Regarding: the so-called “fantasy isle” of Frisland on the Zeno Map of 1380:
Prince Henry Sinclair’s legacy as a New World voyager, savior of 4,000 stranded Greenland farmers, and pirate-fighter has been held hostage by doctrinaire historians who have claimed that the Zeno Narrative and Map are “a Venetian-sponsored hoax.” Academic scholars, loyal to their antiquated Padigm, have insisted for eons that a prominent isle on the map, Frisland, “never existed” – except in the fictional musings of Nicolò Zeno (the Younger – a Venetian Senator) in the 16th century. He has been wrongly accused of inventing the “hoax” – although his reconstruction of events from memory did have some significant “lapses.” These difficulties were augmented with a little “literary license,” in places, that resulted in ultimately compromising the integrity of Gian Ramusio’s publication in Viaggi in 1558.
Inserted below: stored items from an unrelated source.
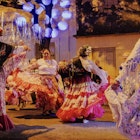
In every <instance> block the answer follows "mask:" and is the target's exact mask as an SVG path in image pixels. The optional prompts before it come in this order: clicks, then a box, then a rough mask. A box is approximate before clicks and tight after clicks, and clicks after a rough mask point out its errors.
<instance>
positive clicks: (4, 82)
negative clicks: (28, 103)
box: [0, 52, 26, 131]
mask: <svg viewBox="0 0 140 140" xmlns="http://www.w3.org/2000/svg"><path fill="white" fill-rule="evenodd" d="M25 55H26V53H25V52H23V53H20V54H18V55H14V56H12V57H10V58H8V59H7V60H6V61H5V62H4V64H3V66H1V67H0V130H2V131H6V130H10V129H12V128H13V127H14V125H13V123H12V121H11V120H10V119H9V117H8V116H7V114H6V104H5V94H4V93H5V86H6V78H7V76H8V75H9V74H10V73H11V71H12V70H13V69H14V68H15V67H17V65H18V64H19V62H20V61H21V60H22V59H23V58H24V57H25Z"/></svg>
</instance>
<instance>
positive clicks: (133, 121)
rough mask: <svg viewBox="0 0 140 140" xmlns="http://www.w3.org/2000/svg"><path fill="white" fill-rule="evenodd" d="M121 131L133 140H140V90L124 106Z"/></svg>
mask: <svg viewBox="0 0 140 140" xmlns="http://www.w3.org/2000/svg"><path fill="white" fill-rule="evenodd" d="M119 130H120V131H121V133H123V134H124V135H126V136H127V137H129V138H130V139H131V140H139V139H140V89H139V90H136V91H135V93H134V94H133V95H132V96H131V97H130V98H129V99H128V100H126V102H125V103H124V104H123V106H122V121H121V124H120V126H119Z"/></svg>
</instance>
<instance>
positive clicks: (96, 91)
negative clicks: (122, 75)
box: [56, 75, 104, 122]
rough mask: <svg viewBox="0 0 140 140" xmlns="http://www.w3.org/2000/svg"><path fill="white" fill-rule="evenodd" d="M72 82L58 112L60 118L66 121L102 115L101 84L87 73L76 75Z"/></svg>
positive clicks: (102, 115)
mask: <svg viewBox="0 0 140 140" xmlns="http://www.w3.org/2000/svg"><path fill="white" fill-rule="evenodd" d="M72 82H73V84H72V86H71V87H70V88H69V91H68V93H67V94H66V98H65V101H64V103H63V105H62V106H61V107H60V109H59V110H58V111H57V113H56V115H57V116H58V118H60V119H61V120H62V121H64V122H69V121H70V122H74V121H76V119H78V118H81V117H82V118H86V119H88V120H95V118H100V117H102V116H103V114H104V109H103V108H102V106H101V104H102V98H100V97H98V92H99V88H100V86H99V85H98V84H96V83H95V82H93V81H91V78H90V76H87V75H85V76H82V78H81V77H76V78H75V79H74V80H73V81H72Z"/></svg>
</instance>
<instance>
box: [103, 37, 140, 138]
mask: <svg viewBox="0 0 140 140" xmlns="http://www.w3.org/2000/svg"><path fill="white" fill-rule="evenodd" d="M105 96H106V98H107V100H108V103H109V106H110V109H111V111H112V115H113V118H114V119H115V120H116V124H117V127H118V129H119V130H120V132H121V133H123V134H124V135H126V136H127V137H128V138H130V139H131V140H139V139H140V39H139V40H138V41H137V42H136V44H135V47H134V49H133V50H132V52H131V53H130V55H129V56H128V58H127V59H126V61H125V62H124V63H123V67H122V70H121V72H120V74H119V75H118V77H117V78H116V79H115V82H114V83H113V84H112V85H111V86H110V87H108V89H107V90H106V91H105Z"/></svg>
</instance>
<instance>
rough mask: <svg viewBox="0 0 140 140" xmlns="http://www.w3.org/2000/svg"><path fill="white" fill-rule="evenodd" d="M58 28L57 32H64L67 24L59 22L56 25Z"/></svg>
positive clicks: (65, 22) (61, 22)
mask: <svg viewBox="0 0 140 140" xmlns="http://www.w3.org/2000/svg"><path fill="white" fill-rule="evenodd" d="M58 28H59V30H61V31H65V30H66V29H67V28H68V24H67V22H65V21H60V22H59V23H58Z"/></svg>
I noticed that three ancient maps (the Zeno 1380, Catalan 1480, and Prunes 1553) all had similar – but not identical – coastlines for Frisland. On the Catalan and Prunes Maps, the title is spelled Fixland – where the “x” was probably pronounced as “sh.” This would yield an English title of “Fish-land.”
Newfoundland was known as the principal isle of codfish from the 14th century up to modern times. The Portuguese and Basques called the Island bacalaos – which was the Portuguese-Basque word for “codfish.”